No single one of these "what could go right" scenarios is an outright impossibility. Many would look at the history and behavior and attitudes of the respective companies and their leaders and managers and conclude, however, that they all at least border on the unlikely.

As a matter of fact, the only way many of these challenges move across into the opportunity zone will a cultural reset around the notion of private sector competition. What this means is that, most likely, none of the "what could happen" scenarios will happen if they're left to either government fiat, or individual company commitment. Government can force compliance, but that will not – as we have all seen and experienced – result in homebuilding transformation. Too, even the biggest, single committed organization can not by itself catalyze this change.

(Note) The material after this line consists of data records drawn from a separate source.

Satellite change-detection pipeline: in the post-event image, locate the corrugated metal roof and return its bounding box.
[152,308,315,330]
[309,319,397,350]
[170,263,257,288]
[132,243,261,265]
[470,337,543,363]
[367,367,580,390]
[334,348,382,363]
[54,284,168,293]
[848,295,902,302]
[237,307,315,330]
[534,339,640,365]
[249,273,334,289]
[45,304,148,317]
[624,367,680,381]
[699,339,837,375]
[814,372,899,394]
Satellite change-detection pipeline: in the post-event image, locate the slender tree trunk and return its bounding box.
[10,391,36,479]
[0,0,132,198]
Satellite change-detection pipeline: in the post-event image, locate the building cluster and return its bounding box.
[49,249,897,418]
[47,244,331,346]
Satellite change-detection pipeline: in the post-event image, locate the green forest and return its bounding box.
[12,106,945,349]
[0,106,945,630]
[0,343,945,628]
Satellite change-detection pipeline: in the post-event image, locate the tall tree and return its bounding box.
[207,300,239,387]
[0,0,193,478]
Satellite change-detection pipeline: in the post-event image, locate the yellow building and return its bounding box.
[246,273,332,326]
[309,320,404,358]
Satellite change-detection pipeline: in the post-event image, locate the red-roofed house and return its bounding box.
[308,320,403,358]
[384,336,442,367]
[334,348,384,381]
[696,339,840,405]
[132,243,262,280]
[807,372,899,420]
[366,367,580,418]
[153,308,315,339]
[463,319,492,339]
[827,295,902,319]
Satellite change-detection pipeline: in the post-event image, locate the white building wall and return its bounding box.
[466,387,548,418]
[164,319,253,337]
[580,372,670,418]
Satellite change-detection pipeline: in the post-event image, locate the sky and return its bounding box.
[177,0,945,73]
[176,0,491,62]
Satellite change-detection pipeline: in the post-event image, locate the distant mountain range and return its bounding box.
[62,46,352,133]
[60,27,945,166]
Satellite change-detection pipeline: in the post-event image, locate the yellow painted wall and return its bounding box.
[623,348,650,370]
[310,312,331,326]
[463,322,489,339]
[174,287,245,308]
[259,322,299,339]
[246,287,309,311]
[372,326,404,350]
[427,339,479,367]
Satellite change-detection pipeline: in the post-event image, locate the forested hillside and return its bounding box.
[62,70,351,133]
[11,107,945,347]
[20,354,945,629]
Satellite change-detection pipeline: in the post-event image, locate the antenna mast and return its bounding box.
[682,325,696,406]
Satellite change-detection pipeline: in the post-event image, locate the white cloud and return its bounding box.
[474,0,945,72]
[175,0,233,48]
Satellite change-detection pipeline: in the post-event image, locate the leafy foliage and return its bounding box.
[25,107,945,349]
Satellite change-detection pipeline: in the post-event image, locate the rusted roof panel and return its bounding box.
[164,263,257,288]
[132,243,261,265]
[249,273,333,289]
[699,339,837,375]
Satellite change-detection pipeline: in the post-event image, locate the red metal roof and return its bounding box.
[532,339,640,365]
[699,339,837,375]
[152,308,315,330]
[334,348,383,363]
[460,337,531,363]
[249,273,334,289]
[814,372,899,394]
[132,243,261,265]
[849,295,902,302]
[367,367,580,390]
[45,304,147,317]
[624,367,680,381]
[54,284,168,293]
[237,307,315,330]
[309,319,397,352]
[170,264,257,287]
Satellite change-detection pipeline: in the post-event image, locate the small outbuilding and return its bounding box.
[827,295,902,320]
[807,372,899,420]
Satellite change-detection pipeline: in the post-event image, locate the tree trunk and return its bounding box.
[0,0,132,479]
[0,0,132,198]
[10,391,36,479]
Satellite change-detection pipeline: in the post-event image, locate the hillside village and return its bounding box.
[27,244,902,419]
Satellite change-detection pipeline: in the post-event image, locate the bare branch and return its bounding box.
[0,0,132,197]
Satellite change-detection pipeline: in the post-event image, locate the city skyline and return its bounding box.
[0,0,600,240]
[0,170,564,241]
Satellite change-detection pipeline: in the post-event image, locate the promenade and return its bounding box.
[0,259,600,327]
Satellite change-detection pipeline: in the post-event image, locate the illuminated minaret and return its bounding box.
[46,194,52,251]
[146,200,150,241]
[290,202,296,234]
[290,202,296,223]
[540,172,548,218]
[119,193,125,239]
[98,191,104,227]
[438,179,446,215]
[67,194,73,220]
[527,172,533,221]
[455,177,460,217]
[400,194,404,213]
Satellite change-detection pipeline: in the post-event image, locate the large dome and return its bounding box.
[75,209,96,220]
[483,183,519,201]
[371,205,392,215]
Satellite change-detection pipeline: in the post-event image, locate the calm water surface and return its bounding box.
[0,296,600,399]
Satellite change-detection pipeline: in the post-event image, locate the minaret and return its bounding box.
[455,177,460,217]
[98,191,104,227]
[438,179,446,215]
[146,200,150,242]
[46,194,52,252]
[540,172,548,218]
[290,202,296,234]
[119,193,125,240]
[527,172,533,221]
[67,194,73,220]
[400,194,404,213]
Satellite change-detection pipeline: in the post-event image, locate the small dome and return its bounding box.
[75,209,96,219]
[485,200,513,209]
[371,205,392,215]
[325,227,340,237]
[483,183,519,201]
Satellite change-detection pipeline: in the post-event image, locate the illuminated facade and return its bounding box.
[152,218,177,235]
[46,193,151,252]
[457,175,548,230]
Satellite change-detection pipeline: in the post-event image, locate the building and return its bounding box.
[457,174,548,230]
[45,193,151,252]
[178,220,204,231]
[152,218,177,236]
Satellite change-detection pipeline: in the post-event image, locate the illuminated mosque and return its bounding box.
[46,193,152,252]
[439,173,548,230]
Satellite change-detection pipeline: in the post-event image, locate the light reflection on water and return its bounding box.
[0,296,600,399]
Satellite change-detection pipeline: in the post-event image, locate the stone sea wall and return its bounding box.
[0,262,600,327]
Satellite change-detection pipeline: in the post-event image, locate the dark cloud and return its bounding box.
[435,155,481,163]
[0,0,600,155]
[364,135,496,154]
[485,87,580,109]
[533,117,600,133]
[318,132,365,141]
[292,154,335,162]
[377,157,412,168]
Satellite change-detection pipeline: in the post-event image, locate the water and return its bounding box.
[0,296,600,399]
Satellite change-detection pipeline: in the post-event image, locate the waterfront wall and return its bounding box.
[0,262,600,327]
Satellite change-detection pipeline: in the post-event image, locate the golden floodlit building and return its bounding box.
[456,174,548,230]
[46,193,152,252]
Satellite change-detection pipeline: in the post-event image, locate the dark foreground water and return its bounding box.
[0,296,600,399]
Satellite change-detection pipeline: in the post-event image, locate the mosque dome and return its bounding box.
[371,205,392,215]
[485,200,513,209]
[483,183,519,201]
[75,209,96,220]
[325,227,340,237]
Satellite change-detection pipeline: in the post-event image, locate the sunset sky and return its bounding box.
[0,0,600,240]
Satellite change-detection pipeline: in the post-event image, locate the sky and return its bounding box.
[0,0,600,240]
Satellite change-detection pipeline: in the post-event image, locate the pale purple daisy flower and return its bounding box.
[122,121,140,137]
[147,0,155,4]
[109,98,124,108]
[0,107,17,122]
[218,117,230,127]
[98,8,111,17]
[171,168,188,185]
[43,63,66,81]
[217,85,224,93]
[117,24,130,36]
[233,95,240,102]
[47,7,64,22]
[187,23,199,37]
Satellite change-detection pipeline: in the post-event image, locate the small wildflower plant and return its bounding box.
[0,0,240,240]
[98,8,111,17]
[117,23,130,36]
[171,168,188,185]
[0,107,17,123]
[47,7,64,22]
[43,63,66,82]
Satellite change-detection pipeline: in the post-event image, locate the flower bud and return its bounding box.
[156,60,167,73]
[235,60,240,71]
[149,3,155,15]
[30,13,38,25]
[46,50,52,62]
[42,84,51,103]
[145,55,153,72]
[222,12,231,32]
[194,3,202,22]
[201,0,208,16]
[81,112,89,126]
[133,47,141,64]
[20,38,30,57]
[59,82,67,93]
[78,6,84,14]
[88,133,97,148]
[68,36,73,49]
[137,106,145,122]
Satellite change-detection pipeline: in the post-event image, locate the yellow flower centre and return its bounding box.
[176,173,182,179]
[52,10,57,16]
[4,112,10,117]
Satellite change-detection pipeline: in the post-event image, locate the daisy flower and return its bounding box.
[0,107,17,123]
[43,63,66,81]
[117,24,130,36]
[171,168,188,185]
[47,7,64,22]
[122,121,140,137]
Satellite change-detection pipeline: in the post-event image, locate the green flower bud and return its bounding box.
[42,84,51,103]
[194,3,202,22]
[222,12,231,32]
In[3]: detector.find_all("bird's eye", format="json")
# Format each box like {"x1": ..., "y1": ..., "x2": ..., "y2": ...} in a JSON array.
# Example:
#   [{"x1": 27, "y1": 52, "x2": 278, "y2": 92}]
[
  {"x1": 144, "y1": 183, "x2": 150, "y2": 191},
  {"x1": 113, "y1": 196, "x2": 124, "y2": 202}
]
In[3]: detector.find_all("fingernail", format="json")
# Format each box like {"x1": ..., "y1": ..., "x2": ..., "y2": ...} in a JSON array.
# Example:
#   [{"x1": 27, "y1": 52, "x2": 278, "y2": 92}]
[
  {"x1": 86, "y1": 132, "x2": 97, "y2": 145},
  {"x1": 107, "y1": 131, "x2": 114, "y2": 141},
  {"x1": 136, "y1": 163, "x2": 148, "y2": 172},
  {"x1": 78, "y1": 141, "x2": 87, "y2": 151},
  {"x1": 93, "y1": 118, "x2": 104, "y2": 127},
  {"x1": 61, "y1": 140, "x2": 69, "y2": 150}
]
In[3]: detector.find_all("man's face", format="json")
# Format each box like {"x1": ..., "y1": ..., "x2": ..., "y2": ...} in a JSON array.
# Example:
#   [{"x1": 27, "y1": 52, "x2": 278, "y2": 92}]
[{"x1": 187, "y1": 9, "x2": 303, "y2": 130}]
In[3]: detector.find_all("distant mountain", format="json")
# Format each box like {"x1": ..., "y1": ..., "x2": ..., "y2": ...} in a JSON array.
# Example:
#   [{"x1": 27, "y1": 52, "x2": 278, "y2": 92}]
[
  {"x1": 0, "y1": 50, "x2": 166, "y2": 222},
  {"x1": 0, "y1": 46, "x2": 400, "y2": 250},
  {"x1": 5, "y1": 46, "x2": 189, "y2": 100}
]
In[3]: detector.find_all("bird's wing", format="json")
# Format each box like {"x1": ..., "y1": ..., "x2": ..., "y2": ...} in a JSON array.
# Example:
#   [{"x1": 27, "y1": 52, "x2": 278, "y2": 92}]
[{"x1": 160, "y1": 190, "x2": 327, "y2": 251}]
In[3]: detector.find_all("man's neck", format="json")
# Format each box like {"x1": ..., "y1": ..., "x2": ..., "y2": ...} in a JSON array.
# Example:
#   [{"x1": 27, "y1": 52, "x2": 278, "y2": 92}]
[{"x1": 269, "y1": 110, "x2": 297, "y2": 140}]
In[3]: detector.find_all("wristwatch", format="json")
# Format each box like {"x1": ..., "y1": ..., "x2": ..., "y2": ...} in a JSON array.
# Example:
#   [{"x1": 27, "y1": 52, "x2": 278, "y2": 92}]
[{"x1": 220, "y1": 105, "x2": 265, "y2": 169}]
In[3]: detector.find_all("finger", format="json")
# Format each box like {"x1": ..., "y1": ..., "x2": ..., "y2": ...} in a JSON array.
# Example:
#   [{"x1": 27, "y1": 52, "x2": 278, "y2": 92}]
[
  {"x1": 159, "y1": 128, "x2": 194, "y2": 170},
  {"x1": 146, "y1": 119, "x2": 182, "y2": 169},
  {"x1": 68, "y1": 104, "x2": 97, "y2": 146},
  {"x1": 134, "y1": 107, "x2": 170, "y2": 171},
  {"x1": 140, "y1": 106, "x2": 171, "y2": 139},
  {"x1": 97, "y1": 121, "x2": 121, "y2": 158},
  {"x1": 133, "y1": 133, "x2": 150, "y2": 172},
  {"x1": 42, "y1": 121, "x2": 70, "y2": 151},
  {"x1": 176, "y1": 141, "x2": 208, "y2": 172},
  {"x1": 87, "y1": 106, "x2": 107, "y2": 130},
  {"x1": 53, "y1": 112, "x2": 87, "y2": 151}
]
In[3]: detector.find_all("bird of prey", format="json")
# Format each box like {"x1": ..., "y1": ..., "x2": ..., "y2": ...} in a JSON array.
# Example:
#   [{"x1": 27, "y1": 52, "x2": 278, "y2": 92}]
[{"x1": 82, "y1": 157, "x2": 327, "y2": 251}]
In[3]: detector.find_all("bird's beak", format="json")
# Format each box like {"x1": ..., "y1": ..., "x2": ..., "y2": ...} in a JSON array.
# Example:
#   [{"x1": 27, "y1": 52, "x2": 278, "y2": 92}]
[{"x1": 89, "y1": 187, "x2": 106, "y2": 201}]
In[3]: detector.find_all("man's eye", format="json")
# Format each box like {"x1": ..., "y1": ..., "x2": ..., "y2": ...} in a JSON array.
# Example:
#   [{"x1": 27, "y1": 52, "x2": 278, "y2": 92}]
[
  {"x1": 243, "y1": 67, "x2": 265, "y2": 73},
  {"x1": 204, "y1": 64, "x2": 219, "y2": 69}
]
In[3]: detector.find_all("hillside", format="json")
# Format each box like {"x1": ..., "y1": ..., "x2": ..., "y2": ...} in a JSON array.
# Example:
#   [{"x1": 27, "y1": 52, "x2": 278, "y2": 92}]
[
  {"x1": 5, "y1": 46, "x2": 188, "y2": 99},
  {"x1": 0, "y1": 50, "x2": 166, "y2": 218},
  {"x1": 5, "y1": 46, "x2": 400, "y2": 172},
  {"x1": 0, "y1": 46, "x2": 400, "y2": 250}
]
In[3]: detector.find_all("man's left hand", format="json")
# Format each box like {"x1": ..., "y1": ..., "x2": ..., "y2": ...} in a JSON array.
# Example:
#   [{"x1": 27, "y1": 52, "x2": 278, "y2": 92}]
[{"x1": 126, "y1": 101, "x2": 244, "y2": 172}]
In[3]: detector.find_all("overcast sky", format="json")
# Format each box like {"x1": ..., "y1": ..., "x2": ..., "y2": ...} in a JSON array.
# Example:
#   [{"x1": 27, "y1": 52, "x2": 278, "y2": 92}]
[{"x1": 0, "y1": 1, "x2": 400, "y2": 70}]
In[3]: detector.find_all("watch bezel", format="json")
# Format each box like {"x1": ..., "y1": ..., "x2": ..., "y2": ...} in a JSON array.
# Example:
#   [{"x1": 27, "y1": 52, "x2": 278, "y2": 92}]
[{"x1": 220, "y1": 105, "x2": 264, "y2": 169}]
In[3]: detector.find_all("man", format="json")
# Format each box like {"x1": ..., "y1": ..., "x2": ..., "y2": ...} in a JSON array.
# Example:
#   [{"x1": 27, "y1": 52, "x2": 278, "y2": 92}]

Only a mindset change about competition that sees epic collaboration on some shared interests – people and capability, development and local municipalities, technology and the environment, etc. – can trigger "what could happen."

Given the predicament – go it alone and play the odds that competitors won't make it through this next period of turbulence, or find some ground to work together to make "what could happen" happen – how do you choose to move forward?